Dalam kemarahannya Nabi Musa melemparkan lauh-lauh yang ada di tangannya, tetapi bukan bermaksud hendak merusaknya, seperti disebutkan dalam Perjanjian Lama, “maka bangkitlah amarah Musa; dilemparkannyalah kedua lauh itu dari tangannya dan dipecahkannya pada kaki gunung itu.” (Keluaran 32:19). Nyatanya dalam 7:154 benda-benda itu masih utuh, berisi ajaran Allah. Rasanya kurang hormat (kalau tidak akan dikatakan menghina Tuhan) bila menduga bahwa Utusan Allah telah menghancurkan lauh-lauh yang berisi ajaran-ajaran Allah dalam kemarahannya yang tak terkendalikan itu. lalu memegang ubun-ubun Harun, karena ia mengira bahwa Harun tidak berusaha sungguh-sungguh mencegah perbuatan kaumnya menyembah patung anak sapi itu, dan tindakan-tindakan yang telah dilakukan selama ia pergi ke Bukit Sinai, atau melaporkan perbuatan kaumnya yang telah sesat itu. Sangkaan Musa kepada Harun ini dilukiskan dalam firman Allah sebagai berikut:
قَالَ يٰهٰرُوْنُ مَا مَنَعَكَ اِذْ رَاَيْتَهُمْ ضَلُّوْٓا ۙ ٩٢ اَلَّا تَتَّبِعَنِۗ اَفَعَصَيْتَ اَمْرِيْ ٩٣
“Dia (Musa) berkata, “Wahai Harun! apa yang menghalangimu ketika engkau melihat mereka telah sesat, (sehingga) engaku tidak mengikuti aku?” Apakah engkau telah (sengaja) melanggar perintahku?” (Ṭāhā20: 92-93).
Perkataan Musa dijawab oleh Harun, “Wahai anak ibuku, janganlah engkau tergesa-gesa mencela aku, dan jangan pula tergesa-gesa memarahi aku, karena menyangka aku tidak bersungguh-sungguh melaksanakan perintahmu dan tidak menghalangi mereka.
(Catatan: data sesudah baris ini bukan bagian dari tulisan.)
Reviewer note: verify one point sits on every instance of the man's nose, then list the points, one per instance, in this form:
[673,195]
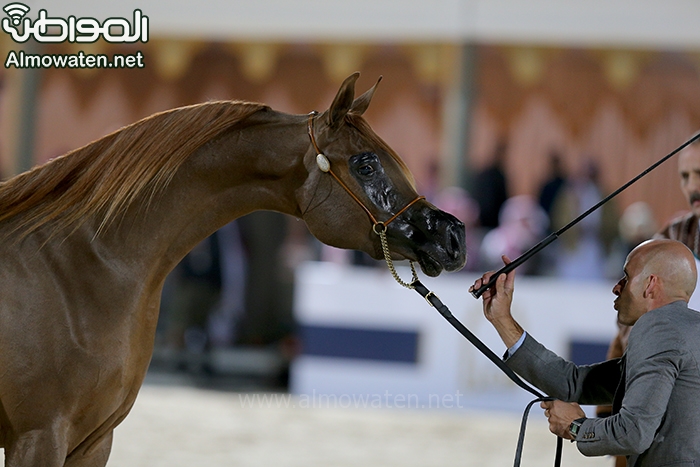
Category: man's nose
[617,288]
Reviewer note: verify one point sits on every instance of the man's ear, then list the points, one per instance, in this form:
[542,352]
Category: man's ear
[652,286]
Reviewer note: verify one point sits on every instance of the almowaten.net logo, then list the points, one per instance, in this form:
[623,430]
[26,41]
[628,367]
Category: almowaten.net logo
[51,30]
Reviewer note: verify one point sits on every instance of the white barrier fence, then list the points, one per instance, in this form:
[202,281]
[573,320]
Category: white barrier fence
[367,336]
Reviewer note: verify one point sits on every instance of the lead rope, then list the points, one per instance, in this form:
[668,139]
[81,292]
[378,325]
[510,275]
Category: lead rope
[436,303]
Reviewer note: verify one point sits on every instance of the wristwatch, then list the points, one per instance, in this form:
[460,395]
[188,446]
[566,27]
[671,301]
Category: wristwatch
[575,427]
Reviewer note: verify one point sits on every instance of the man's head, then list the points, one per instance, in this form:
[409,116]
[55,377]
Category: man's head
[657,272]
[689,171]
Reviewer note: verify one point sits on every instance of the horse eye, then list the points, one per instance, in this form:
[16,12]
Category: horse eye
[365,170]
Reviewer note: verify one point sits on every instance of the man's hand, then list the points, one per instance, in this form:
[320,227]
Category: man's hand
[560,415]
[497,301]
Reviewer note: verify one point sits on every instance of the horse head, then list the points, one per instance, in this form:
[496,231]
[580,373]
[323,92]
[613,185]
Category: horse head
[359,184]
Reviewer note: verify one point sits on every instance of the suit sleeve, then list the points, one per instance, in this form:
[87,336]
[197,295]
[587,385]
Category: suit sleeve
[652,368]
[562,379]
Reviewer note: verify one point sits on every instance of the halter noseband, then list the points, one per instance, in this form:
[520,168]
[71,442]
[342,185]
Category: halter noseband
[378,227]
[325,166]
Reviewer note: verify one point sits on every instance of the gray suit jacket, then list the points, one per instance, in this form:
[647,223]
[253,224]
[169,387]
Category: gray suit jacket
[659,419]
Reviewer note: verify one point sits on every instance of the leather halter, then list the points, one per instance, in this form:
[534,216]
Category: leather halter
[325,166]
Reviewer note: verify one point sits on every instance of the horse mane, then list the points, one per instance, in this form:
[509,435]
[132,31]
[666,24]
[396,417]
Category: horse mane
[110,173]
[363,127]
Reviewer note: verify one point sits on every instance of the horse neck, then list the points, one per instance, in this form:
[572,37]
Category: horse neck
[256,167]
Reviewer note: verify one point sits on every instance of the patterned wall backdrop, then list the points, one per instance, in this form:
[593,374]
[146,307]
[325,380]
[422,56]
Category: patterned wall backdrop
[623,109]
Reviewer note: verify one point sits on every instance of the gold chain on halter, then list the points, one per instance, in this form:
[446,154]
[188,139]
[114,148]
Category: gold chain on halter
[390,262]
[378,227]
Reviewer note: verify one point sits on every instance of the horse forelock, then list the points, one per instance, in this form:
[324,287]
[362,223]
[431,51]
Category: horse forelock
[108,174]
[361,125]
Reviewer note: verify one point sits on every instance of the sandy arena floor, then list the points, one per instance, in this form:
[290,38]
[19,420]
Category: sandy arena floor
[183,426]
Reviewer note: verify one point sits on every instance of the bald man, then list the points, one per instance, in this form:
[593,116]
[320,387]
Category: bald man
[686,228]
[654,388]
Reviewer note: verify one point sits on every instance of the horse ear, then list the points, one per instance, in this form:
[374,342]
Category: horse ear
[343,101]
[360,104]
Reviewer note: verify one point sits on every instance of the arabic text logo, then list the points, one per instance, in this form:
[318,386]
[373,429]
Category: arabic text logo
[72,29]
[16,11]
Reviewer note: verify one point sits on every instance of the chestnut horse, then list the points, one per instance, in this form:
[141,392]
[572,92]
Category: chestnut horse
[87,239]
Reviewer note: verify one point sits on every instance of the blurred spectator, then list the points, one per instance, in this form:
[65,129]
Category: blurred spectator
[523,223]
[581,251]
[457,202]
[268,316]
[224,317]
[553,185]
[490,189]
[194,287]
[636,225]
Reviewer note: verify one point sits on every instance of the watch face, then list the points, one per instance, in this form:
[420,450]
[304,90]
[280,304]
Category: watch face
[575,427]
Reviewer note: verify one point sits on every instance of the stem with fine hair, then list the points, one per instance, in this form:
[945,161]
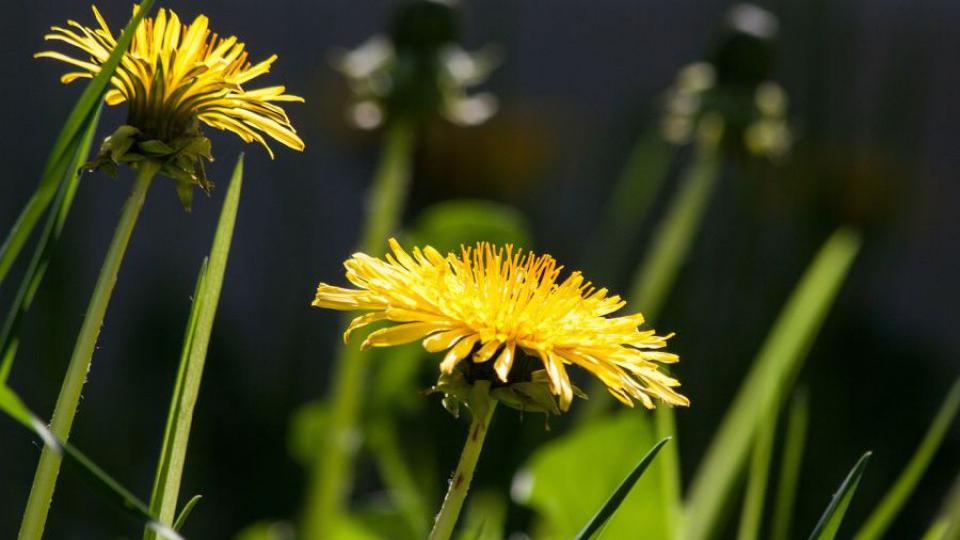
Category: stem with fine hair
[482,407]
[333,467]
[45,479]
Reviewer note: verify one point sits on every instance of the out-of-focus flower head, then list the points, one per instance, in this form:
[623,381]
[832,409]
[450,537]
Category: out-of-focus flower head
[734,87]
[420,70]
[174,77]
[504,317]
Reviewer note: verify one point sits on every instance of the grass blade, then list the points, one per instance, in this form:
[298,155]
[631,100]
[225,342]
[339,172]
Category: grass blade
[48,239]
[890,506]
[752,515]
[772,373]
[11,404]
[793,445]
[166,488]
[831,519]
[185,513]
[613,503]
[82,114]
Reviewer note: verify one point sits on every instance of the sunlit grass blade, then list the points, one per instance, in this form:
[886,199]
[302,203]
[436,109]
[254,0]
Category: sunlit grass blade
[613,503]
[185,513]
[56,166]
[751,516]
[946,526]
[890,506]
[14,407]
[166,488]
[56,219]
[832,517]
[793,446]
[769,380]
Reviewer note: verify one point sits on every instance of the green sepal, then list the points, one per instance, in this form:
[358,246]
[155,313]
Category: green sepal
[180,158]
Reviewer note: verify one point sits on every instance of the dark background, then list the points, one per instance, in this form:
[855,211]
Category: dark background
[875,95]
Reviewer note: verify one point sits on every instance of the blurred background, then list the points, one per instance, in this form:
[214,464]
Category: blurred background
[874,103]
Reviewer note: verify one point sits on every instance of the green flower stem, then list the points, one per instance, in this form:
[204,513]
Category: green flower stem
[41,493]
[482,408]
[333,469]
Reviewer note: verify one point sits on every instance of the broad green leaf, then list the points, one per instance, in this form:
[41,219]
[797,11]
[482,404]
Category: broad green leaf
[448,225]
[887,510]
[793,446]
[616,499]
[185,512]
[56,218]
[832,517]
[751,516]
[166,489]
[64,147]
[770,378]
[567,479]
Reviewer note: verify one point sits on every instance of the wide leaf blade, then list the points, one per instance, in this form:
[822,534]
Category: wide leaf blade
[769,380]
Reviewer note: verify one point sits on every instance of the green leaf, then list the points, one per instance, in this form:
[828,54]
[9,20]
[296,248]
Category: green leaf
[185,513]
[80,117]
[448,225]
[887,510]
[832,517]
[793,445]
[751,515]
[568,478]
[166,488]
[770,378]
[49,237]
[616,499]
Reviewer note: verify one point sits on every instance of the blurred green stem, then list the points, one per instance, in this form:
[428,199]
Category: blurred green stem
[45,479]
[793,445]
[881,518]
[482,408]
[633,196]
[751,516]
[333,468]
[397,475]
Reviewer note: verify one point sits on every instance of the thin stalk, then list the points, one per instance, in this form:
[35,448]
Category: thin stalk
[885,512]
[333,468]
[792,458]
[45,479]
[460,482]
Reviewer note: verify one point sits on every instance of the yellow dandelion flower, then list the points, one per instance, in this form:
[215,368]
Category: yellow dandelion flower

Sebenarnya aku telah berusaha menghalangi mereka dari mengerjakan perbuatan sesat itu dan memberi nasihat kepada mereka. Tetapi mereka memandangku orang yang lemah, bahkan mereka hampir saja membunuhku. Janganlah engkau bertindak terhadapku dengan tindakan yang menyenangkan musuh; mereka gembira dan tertawa lantaran bencana yang menimpa diriku, janganlah engkau masukkan aku ke dalam golongan orang-orang yang suka mengerjakan perbuatan yang berakibat kerugian bagi diriku sendiri, yaitu golongan yang menyembah patung anak sapi, aku sendiri bukanlah termasuk golongan itu.”
Sikap Musa dan Harun yang berbeda terhadap perbuatan kaumnya itu menunjukkan pula perbedaan watak kedua orang Nabi Allah ini. Musa adalah orang yang keras dan tegas menghadapi suatu perbuatan sesat yang dilarang Allah, sedang Harun adalah orang yang lemah lembut dan tidak mau menggunakan kekerasan dalam menghadapi perbuatan sesat.
Topik "Kemusyrikan Israil" menunjukkan bagian penting dari tema "Israil", yang mengajarkan nilai-nilai iman, ketaatan, dan pemahaman terhadap wahyu Ilahi.